L’Unione Europea, la Germania, l’Italia, la Gran Bretagna, la Spagna, la Francia e altri paesi occidentali moltiplicano le dichiarazioni di “preoccupazione”, organizzano conferenze e promesse di fondi umanitari, ma l’impegno resta debole di fronte all’ampiezza del dramma. A differenza dell’Ucraina, dove sono stati mobilitati decine di miliardi di euro di aiuti militari ed economici, o del Medio Oriente, dove la diplomazia internazionale si muove a ogni esplosione di violenza, il Sudan appare relegato in secondo piano.

Le ONG denunciano questo doppio standard: come spiegare che la carestia organizzata a El-Fasher susciti così poche reazioni, mentre i bombardamenti su Gaza o l’invasione dell’Ucraina occupano le prime pagine e mobilitano enormi risorse diplomatiche e militari? La risposta sta tanto nella geopolitica quanto nell’economia: il Sudan, paese senza sbocchi al mare, non ha né il peso strategico dell’Ucraina contro la Russia, né quello di Israele nello scacchiere mediorientale.

Un’indifferenza che fa riflettere

Questo squilibrio alimenta un sentimento di abbandono tra i sudanesi e nella diaspora africana. Dell’Africa, si dice, ci si ricorda solo quando minaccia l’Europa con i flussi migratori o con le sue risorse energetiche. Intanto, sul terreno, le famiglie seppelliscono i propri morti nell’indifferenza del resto del mondo.

Il gioco pericoloso delle potenze regionali

Nonostante un embargo parziale, le armi continuano a circolare.
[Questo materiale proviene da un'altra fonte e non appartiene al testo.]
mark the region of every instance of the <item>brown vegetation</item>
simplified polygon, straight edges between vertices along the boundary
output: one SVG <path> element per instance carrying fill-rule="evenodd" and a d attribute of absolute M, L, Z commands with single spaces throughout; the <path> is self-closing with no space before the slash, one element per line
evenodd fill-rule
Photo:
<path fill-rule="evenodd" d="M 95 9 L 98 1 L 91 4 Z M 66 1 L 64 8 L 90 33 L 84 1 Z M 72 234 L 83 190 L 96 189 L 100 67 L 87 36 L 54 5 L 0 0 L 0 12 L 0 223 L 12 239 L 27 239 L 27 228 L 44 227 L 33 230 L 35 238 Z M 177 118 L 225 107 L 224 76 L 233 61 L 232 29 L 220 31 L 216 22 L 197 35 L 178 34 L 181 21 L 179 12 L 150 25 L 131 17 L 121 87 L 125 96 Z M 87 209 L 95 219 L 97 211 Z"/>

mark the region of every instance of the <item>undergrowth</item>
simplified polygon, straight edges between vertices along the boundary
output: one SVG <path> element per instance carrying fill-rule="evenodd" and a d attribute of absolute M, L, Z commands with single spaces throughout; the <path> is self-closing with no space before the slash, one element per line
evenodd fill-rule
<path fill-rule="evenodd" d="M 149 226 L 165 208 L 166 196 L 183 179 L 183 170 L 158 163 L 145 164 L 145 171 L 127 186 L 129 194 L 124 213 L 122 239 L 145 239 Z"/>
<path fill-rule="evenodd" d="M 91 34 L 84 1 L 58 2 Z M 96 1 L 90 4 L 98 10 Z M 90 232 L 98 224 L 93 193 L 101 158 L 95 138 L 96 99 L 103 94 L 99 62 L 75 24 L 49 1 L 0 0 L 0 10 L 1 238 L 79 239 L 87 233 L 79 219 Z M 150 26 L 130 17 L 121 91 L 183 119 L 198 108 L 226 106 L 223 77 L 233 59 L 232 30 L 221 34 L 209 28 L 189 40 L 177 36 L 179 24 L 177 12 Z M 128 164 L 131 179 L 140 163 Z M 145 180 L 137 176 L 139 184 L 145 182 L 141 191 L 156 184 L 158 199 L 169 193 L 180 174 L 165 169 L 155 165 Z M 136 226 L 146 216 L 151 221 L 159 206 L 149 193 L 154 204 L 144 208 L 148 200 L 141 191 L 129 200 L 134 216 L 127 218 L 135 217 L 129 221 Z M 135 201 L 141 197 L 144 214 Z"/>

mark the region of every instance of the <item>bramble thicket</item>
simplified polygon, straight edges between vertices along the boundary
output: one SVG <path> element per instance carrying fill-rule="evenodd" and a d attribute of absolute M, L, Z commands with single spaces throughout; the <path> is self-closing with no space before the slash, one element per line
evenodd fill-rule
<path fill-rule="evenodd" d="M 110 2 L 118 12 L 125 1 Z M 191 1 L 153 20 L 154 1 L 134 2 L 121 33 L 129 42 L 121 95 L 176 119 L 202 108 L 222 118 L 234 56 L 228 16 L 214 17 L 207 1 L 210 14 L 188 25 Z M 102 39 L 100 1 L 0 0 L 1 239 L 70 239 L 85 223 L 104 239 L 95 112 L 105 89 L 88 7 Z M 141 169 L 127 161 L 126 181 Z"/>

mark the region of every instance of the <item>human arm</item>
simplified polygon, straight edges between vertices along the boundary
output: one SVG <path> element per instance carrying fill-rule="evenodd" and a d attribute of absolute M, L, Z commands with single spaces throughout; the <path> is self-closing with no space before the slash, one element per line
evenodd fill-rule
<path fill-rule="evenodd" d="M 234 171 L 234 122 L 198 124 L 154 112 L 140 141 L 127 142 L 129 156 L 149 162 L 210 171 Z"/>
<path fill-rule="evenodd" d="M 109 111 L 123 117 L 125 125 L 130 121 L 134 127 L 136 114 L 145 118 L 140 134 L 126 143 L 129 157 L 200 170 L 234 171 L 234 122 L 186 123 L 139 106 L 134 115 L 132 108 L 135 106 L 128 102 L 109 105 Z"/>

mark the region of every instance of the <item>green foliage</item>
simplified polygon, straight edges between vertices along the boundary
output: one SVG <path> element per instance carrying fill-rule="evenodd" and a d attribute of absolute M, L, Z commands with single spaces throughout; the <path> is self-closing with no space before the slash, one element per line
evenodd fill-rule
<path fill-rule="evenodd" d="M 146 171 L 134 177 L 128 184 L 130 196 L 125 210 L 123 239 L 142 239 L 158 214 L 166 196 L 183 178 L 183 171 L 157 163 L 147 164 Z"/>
Le RSF riceverebbero droni e missili attraverso reti legate agli Emirati Arabi Uniti, alla Turchia o all’Iran. Di fronte a questi sospetti, Khartoum ha interrotto le relazioni diplomatiche con Abu Dhabi nella primavera del 2025.

L’Etiopia, vicina, è coinvolta indirettamente con le tensioni intorno alla diga sul Nilo Azzurro. Il governo sudanese accusa Addis Abeba di provocare inondazioni nell’est del paese manipolando i rilasci d’acqua.

Un futuro incerto

Il Sudan del 2025 assomiglia a un mosaico di zone di guerra, dove l’autorità centrale si sgretola. Le prospettive di pace sembrano lontane: sia l’esercito che i paramilitari credono ancora a una vittoria militare.

La comunità internazionale, assorbita dall’Ucraina e dal Medio Oriente, fatica a mobilitare risorse all’altezza di quella che ormai l’ONU definisce “la peggiore crisi umanitaria al mondo”. Il paradosso è crudele: più il conflitto si prolunga, più sprofonda nell’oblio.

Il doppio standard in cinque frasi

Quando l’Ucraina viene attaccata, l’Europa sblocca miliardi; quando il Sudan crolla, si limita ai comunicati.

Gaza mobilita cancellerie e media a ogni bomba, ma le decine di migliaia di morti di Khartoum e del Darfur passano sotto silenzio.

La geopolitica detta la compassione: dove ci sono petrolio, gas o frontiere strategiche, i riflettori si accendono.

Il Sudan, paese senza sbocchi al mare, paga il prezzo di non “pesare” nei calcoli delle grandi potenze.

Questo doppio standard alimenta un sentimento di abbandono: le vite africane non valgono forse quanto quelle europee o mediorientali? Povera Africa!